O marxismo e a psicanálise são duas matrizes diferentes de pensamento que seguem paralelas, como diz Lacan no Seminário 16. Miller também estabelece uma relação bastante próxima com o marxismo, e chega a dizer que “não teve tempo de ser marxista porque já era lacaniano” (p.15).

O Seminário 16 é uma forma de Lacan se aprofundar no estudo sobre o objeto a, de forma a conseguir entender a operação de causação do sujeito para além da cadeia significante, pois um significante só envia o sujeito a outro significante infinitamente. Por isso Lacan tenta entender a causação do sujeito a partir de sua relação com o objeto a, e não mais determinada pelo Outro.

Esse é o pano de fundo do Seminário 16, no qual Lacan indica a leitura de Marx, seção III do livro primeiro do Capital, “A produção da mais valia absoluta”, capítulo V, referente ao trabalho e sua valorização. E o que diz Lacan? Que Marx aproxima a mais valia do riso do capitalista, “a conjunção do riso com a função radicalmente eludida da mais valia”, aproximando desse modo o que ele tinha trazido antes, da relação do chiste com a estrutura. Ou seja, ele tenta aproximar duas dimensões, “o real e o dizer” (p.64).
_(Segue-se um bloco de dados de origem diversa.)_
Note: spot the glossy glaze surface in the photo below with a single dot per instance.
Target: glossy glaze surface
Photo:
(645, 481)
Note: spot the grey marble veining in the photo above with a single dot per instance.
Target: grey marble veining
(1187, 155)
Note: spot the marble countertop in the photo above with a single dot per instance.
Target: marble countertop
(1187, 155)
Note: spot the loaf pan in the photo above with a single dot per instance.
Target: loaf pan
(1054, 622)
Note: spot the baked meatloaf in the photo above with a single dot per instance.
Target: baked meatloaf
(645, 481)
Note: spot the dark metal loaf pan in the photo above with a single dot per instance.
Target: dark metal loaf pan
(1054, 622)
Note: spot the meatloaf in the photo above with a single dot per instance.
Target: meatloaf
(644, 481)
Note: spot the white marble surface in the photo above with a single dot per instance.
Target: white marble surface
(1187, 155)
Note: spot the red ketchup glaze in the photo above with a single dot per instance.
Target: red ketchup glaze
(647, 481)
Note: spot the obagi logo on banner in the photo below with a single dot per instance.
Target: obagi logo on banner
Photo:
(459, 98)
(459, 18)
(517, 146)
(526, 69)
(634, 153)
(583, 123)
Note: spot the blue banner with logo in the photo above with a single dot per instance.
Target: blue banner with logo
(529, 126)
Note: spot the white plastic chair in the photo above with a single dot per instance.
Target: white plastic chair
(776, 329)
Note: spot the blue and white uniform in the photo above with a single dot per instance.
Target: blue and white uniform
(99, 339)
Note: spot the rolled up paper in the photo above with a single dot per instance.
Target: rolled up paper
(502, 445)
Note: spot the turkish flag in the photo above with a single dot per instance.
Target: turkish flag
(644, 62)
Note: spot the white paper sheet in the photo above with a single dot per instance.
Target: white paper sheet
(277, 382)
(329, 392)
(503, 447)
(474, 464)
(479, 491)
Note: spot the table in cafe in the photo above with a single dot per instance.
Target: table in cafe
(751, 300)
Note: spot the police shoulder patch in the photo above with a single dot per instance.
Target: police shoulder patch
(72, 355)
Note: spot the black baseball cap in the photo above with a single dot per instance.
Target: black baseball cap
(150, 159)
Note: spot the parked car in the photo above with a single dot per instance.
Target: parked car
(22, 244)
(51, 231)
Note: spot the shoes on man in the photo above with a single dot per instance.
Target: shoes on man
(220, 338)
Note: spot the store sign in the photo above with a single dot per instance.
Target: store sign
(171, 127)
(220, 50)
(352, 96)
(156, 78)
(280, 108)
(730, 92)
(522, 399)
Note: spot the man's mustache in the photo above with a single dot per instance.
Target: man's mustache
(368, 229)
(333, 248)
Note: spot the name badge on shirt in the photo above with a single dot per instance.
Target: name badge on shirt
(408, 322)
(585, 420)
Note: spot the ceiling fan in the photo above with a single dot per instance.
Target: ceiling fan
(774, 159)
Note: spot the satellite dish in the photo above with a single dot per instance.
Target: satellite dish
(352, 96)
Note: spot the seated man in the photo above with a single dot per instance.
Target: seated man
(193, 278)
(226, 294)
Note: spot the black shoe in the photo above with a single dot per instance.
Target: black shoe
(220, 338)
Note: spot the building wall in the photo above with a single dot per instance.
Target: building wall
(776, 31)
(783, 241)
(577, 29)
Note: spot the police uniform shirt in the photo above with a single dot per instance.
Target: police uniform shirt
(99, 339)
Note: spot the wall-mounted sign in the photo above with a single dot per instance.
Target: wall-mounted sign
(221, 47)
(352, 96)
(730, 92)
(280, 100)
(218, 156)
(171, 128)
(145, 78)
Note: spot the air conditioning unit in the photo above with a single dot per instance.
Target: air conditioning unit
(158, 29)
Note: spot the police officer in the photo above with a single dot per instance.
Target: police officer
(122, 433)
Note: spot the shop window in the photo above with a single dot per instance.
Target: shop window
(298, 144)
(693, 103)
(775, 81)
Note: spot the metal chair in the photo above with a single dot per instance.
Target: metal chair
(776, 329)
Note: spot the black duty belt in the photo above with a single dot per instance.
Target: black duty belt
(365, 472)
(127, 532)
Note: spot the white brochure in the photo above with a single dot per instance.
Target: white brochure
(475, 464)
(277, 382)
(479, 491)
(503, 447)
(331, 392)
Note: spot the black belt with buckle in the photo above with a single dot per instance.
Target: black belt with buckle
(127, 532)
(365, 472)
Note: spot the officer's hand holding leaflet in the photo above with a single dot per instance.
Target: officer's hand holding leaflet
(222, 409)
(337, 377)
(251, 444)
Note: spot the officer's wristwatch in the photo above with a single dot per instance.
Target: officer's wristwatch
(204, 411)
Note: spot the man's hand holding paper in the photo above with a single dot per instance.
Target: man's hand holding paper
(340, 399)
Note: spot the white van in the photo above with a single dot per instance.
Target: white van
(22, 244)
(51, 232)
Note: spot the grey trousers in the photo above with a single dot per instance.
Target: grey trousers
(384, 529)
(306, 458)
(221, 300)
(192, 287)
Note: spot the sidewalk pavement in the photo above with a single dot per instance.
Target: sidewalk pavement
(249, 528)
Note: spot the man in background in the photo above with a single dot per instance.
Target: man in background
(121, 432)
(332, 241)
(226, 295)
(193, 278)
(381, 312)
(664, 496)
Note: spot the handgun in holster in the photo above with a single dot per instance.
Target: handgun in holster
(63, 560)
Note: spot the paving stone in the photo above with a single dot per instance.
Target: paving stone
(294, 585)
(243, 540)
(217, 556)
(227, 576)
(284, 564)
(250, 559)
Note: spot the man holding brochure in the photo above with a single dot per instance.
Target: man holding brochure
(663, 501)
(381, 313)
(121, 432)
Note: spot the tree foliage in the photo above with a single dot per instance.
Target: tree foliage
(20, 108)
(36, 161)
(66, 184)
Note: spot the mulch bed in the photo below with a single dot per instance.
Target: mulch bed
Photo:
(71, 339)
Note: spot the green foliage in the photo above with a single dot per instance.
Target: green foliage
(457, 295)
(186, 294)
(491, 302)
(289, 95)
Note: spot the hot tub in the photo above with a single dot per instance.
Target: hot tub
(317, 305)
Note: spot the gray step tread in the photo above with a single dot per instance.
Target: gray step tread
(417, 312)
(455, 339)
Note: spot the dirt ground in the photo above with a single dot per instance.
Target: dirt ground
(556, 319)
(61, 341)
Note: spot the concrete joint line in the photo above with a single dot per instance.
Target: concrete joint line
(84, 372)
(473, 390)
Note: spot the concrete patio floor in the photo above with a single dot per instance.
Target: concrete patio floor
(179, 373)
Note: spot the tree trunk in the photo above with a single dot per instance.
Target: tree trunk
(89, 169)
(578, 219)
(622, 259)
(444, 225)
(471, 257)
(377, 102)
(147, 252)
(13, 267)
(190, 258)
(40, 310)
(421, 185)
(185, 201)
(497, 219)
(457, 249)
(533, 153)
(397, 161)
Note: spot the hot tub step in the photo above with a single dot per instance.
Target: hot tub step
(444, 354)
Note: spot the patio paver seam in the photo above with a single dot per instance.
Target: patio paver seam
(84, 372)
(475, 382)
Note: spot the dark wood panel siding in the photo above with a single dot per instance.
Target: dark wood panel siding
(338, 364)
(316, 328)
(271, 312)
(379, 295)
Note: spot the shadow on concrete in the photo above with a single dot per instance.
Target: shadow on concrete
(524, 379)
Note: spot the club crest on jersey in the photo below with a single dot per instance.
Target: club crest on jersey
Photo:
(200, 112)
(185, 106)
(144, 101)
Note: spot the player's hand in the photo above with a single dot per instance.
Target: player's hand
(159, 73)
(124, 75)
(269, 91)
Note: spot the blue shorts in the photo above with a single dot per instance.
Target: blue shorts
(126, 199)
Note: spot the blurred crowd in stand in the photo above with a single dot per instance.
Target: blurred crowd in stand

Então, eu acho que ele manda ler Marx por 3 motivos. O primeiro trata do estatuto do objeto, o segundo tem a ver com o trabalho, e o terceiro com a responsabilidade. Me parece que Lacan se aproxima de Marx nos dois primeiros, e se afasta no terceiro ponto.

Primeiro ponto:

Lacan, às voltas com o estatuto do seu objeto a, se interessa por Marx porque uma parte de sua reflexão no Capital envolve um estudo sobre o objeto, no qual ele se coloca a seguinte pergunta: o que confere valor a um objeto?

Marx tenta estabelecer o estatuto do objeto, que ele chama de “mercadoria”, através de 2 definições: a mercadoria é um objeto externo que, por suas propriedades, satisfaz necessidades humanas de qualquer espécie; e a mercadoria é um objeto que, em lugar de ser consumido por quem o produziu, é destinado à troca.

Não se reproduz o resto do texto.